MCAT topicsGene Expression — Gene to Protein → Gene Therapy and CRISPR

Gene Therapy and CRISPR

Gene therapy and CRISPR sit at the intersection of molecular biology and medicine, and the MCAT tests them primarily through passage-based questions about experimental design and predicted outcomes. The most commonly confused distinction: knockout, knockdown, and knock-in are not synonyms. Knockout is permanent disruption at the DNA level; knockdown is transient reduction at the RNA level that reverses when the interfering RNA degrades; knock-in is sequence insertion. Confusing these will send you down the wrong path on multi-question passage sets.

What makes this topic tricky is that several terms sound interchangeable but are mechanistically distinct. Knockout, knockdown, and knock-in each operate at different molecular levels and have different permanence — conflating them will cost you on experimental interpretation questions. Similarly, CRISPR specificity confuses a lot of students because Cas9 is the flashy enzyme that does the cutting, so students assume it's also doing the targeting. It's not. The guide RNA does that job, and the MCAT will absolutely probe whether you understand that distinction.

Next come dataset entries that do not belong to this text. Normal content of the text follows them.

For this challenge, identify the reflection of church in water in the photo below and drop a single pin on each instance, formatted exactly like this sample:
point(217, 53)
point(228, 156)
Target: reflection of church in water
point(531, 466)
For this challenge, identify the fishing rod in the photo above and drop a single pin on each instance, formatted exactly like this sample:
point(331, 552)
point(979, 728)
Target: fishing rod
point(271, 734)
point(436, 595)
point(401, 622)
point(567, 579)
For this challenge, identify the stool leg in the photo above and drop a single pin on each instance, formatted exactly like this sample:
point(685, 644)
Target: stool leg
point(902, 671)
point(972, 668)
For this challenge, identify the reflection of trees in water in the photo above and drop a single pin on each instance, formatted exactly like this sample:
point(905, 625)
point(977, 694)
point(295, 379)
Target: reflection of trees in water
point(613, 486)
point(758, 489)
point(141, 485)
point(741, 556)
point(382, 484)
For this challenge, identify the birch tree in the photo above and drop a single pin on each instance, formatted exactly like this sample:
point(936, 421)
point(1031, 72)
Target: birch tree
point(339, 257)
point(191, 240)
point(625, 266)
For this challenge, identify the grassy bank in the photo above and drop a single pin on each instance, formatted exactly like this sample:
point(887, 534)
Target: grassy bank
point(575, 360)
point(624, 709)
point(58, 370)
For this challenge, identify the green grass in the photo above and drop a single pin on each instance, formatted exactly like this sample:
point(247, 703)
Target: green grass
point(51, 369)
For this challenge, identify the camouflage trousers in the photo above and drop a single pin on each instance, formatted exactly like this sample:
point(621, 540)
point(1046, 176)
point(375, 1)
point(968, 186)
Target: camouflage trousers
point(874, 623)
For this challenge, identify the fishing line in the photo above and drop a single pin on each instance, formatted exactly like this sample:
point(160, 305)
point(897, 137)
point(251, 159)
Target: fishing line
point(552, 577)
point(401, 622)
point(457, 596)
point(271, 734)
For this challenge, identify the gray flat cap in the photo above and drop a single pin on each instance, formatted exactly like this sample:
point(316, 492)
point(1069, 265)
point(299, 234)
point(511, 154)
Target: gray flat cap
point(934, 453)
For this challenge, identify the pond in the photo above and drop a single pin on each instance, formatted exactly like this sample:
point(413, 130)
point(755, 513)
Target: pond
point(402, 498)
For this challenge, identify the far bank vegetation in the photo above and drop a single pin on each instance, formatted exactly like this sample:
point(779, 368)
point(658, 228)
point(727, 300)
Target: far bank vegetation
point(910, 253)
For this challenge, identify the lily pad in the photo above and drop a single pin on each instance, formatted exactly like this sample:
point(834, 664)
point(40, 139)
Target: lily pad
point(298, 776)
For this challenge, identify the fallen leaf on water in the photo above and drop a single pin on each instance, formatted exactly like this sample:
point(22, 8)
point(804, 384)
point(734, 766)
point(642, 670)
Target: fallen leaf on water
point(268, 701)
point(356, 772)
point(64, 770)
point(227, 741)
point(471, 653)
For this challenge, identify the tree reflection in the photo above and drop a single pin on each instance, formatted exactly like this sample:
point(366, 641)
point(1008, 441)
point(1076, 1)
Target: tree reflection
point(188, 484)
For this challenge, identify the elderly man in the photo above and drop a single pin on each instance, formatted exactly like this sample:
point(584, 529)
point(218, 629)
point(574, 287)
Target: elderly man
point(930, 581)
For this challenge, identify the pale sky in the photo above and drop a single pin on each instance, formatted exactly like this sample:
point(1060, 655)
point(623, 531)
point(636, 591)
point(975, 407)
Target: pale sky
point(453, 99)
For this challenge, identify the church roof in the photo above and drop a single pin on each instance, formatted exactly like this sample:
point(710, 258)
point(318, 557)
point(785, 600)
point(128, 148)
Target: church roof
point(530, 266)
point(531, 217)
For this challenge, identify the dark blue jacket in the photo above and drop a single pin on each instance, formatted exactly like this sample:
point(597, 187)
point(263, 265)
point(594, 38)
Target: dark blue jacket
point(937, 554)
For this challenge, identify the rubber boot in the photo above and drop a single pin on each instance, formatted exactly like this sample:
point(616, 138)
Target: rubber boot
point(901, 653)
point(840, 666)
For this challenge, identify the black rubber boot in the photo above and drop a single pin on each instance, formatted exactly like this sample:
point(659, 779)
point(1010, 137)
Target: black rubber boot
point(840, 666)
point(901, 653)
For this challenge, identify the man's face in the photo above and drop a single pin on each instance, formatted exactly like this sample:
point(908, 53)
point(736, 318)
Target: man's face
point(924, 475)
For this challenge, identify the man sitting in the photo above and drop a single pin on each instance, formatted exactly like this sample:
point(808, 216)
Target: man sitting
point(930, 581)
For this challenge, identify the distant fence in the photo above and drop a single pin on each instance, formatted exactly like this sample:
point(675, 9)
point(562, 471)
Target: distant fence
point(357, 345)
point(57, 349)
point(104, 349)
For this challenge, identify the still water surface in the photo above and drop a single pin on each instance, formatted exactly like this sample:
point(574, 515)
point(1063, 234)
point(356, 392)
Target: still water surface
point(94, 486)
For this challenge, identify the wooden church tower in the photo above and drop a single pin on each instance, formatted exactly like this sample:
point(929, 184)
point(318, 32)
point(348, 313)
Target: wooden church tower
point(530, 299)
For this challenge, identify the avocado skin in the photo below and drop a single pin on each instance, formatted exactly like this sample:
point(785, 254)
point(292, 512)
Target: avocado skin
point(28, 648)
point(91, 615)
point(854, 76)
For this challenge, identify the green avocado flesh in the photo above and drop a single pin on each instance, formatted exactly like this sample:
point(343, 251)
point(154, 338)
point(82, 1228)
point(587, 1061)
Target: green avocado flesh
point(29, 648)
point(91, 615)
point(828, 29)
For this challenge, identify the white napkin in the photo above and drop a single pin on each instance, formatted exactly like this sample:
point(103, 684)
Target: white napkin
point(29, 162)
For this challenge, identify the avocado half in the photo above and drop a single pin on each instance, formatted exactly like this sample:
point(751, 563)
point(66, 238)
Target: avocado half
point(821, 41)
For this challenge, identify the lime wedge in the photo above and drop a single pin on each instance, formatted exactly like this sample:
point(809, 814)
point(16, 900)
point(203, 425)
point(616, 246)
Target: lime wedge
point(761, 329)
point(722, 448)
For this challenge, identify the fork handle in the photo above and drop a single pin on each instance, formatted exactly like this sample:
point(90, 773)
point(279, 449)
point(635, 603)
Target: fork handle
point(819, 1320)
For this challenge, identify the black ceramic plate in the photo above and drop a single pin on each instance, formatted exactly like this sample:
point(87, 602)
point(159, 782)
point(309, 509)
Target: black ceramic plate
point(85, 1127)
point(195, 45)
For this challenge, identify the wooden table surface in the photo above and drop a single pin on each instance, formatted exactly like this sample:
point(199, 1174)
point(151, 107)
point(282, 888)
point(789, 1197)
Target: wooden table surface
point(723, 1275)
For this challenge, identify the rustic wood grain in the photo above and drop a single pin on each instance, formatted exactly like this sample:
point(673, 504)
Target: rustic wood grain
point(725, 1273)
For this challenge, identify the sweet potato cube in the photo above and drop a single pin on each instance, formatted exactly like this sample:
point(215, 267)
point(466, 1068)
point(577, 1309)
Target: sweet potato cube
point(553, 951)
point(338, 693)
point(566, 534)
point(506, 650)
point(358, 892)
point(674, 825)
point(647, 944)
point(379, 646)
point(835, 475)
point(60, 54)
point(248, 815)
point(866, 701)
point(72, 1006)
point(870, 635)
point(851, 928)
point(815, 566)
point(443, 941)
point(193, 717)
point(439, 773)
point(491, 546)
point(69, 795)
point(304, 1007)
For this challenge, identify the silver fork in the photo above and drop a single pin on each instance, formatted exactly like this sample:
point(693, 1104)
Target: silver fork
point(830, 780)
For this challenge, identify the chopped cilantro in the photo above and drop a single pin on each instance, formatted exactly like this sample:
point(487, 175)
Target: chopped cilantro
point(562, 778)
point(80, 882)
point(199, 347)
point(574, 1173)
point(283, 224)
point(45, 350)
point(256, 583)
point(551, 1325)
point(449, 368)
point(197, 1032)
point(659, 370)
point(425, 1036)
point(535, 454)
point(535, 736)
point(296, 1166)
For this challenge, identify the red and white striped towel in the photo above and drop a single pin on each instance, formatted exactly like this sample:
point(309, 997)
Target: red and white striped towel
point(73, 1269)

This is a low-yield topic overall, but when it appears, it tends to show up in research-design passages where one wrong assumption about mechanism sends you down the wrong path for multiple questions. Nail the conceptual differences between the approaches and you'll handle whatever the exam throws at you.

Common misconceptions

Common mistake
Gap: Unaware that retroviral vs lentiviral vectors differ in ability to transduce non-dividing cells
Retroviruses integrate into the host genome only in dividing cells, whereas lentiviruses can integrate in non-dividing cells, making lentiviruses preferable for targeting neurons or muscle.
Classic retroviruses require nuclear envelope breakdown — which only happens during cell division — to access the host genome and integrate. Lentiviruses (a subclass of retroviruses, like HIV) have evolved machinery to actively transport their pre-integration complex into the nucleus through intact nuclear pores, so they can infect non-dividing cells like neurons, muscle fibers, and macrophages. This distinction matters clinically: if the target tissue is post-mitotic, a retroviral vector simply won't work, and lentiviral vectors are the right choice.
Common mistake
Wrong: Cas9 protein alone scans the genome and cuts at any double-stranded DNA site.
Right: Cas9 requires a guide RNA (gRNA) complementary to the target sequence to direct it to the correct genomic locus before making a double-strand break.
Cas9 on its own has no inherent sequence specificity — it's essentially a programmable molecular scissors that needs instructions. The guide RNA (gRNA) provides those instructions by base-pairing with a specific ~20-nucleotide sequence in the genome, bringing Cas9 to exactly that location. Without the gRNA, Cas9 cannot find its target; change the gRNA sequence and you redirect Cas9 to an entirely different genomic site. The exam will use this to test whether you understand that CRISPR's precision is RNA-based, not protein-based.
Common mistake
Wrong: Gene knockout and gene knockdown both permanently eliminate gene function through DNA deletion.
Right: Knockout permanently disrupts the gene at the DNA level (e.g., via CRISPR), while knockdown transiently reduces gene expression at the RNA level (e.g., via siRNA) without altering the DNA sequence.
The key axis here is DNA vs. RNA and permanent vs. transient. Knockout operates at the genome level — CRISPR introduces a double-strand break that gets repaired imprecisely (via NHEJ), introducing mutations that permanently disable the gene in that cell and all its descendants. Knockdown leaves the DNA untouched and instead degrades or blocks mRNA (via siRNA, shRNA, or antisense approaches), reducing protein output temporarily — once the interfering RNA degrades, expression can recover. If a passage describes a treatment that reverses after a few weeks, that's knockdown, not knockout.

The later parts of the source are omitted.